Moin,
jüngst
machte die Bezeichnung bad bank die Runde durch den
deutschen Blätterwald. Erstmals am 15. Februar in der FAZ
am Sonntag gesichtet, konnte man sie dann auch im Focus
Money und in der Wochenzeitung Die Zeit lesen.
Ursprünglich stammen dürfte sie aus dem anglo-amerikanischen
Bereich. Jüngst in Umlauf gebracht wurde sie jedoch vom Vorstandssprecher
der Deutschen Bank, Josef Ackermann und dem Chef der Dresdner Bank,
Bernd Fahrholz. Sie ahnen vielleicht schon, was man unter einer
bad bank verstehen könnte. Bei einem relativ geheimen
Treffen der deutschen Finanzelite mit den führenden politischen
Vertretern unseres Landes im Bundeskanzleramt (sozusagen ein Bilderbergsches
Verschwörungstreffen im kleinen Rahmen), bat der Deutsche Bank-Vorstandssprecher
den deutschen Bundeskanzler Gerhard Schröder darum, doch eine
Auffanggesellschaft der Banken für notleidende Darlehen zu
unterstützen und diese doch auch noch teilweise mit einer Staatshaftung
auszustatten.
Faule
Kredite sollen also in einer vom Staat gedeckten Auffanggesellschaft
eingebracht werden. Der Staat soll haften, für die schlechte
Unternehmensleistung der deutschen Banken in den vergangenen Jahren.

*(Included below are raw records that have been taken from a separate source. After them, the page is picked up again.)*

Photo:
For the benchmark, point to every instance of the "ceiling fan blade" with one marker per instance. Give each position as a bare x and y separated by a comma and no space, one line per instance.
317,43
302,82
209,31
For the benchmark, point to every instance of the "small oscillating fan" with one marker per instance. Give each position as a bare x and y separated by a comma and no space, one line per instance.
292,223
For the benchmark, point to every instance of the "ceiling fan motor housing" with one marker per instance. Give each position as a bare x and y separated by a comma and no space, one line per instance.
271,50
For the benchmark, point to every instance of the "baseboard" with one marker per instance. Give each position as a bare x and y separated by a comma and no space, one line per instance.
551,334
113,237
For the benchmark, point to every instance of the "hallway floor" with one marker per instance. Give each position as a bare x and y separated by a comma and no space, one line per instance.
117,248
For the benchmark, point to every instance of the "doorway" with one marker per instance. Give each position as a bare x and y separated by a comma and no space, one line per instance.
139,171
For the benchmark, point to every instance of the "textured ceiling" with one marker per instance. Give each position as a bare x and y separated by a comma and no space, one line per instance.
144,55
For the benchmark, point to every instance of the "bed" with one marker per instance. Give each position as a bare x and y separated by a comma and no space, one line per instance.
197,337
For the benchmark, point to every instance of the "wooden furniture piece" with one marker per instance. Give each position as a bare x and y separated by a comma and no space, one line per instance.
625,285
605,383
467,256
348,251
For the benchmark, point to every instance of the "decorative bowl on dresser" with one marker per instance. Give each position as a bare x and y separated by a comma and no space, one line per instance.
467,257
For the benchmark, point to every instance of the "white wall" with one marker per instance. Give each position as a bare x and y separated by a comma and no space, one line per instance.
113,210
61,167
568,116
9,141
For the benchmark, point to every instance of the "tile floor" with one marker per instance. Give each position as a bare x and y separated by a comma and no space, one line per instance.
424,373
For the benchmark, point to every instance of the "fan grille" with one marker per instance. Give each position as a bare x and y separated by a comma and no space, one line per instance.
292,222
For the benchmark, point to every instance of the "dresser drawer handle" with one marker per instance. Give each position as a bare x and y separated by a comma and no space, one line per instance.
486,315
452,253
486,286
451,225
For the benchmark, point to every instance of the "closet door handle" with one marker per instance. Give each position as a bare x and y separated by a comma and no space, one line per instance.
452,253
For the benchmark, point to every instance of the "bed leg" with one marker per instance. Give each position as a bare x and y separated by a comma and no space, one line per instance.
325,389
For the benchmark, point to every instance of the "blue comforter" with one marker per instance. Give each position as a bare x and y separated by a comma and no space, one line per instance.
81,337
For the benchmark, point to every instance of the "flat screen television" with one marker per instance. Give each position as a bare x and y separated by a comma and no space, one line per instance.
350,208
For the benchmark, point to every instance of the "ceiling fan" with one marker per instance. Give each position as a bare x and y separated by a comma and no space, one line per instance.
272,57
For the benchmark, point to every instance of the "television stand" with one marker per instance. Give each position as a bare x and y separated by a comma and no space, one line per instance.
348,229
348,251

Na, nun aber mal hallo. Da ist überall die Rede von Globalisierung
und Deregulierung in der Wirtschaft und dann so etwas. Quasi back
to the roots. Aber im Eiltempo. Sollte die bad bank
zustande kommen, wäre dies ein einmaliger Vorgang in der deutschen
Wirtschaftsgeschichte. Das die Situation ernst zu sein scheint,
erkennt man an der Teilnehmerliste des Treffens im Kanzleramt. Neben
bereits erwähntem Kanzler Schröder, waren auch der Arbeits-
und Wirtschaftsminister Clement und Finanzminister Eichel von Seiten
der Politik dabei. Die Banken wurden von Ackermann (DB), Fahrholz
(Dresdner Bank), Rampl (HVB), Brixner (DZ Bank) und Sengera (WestLB)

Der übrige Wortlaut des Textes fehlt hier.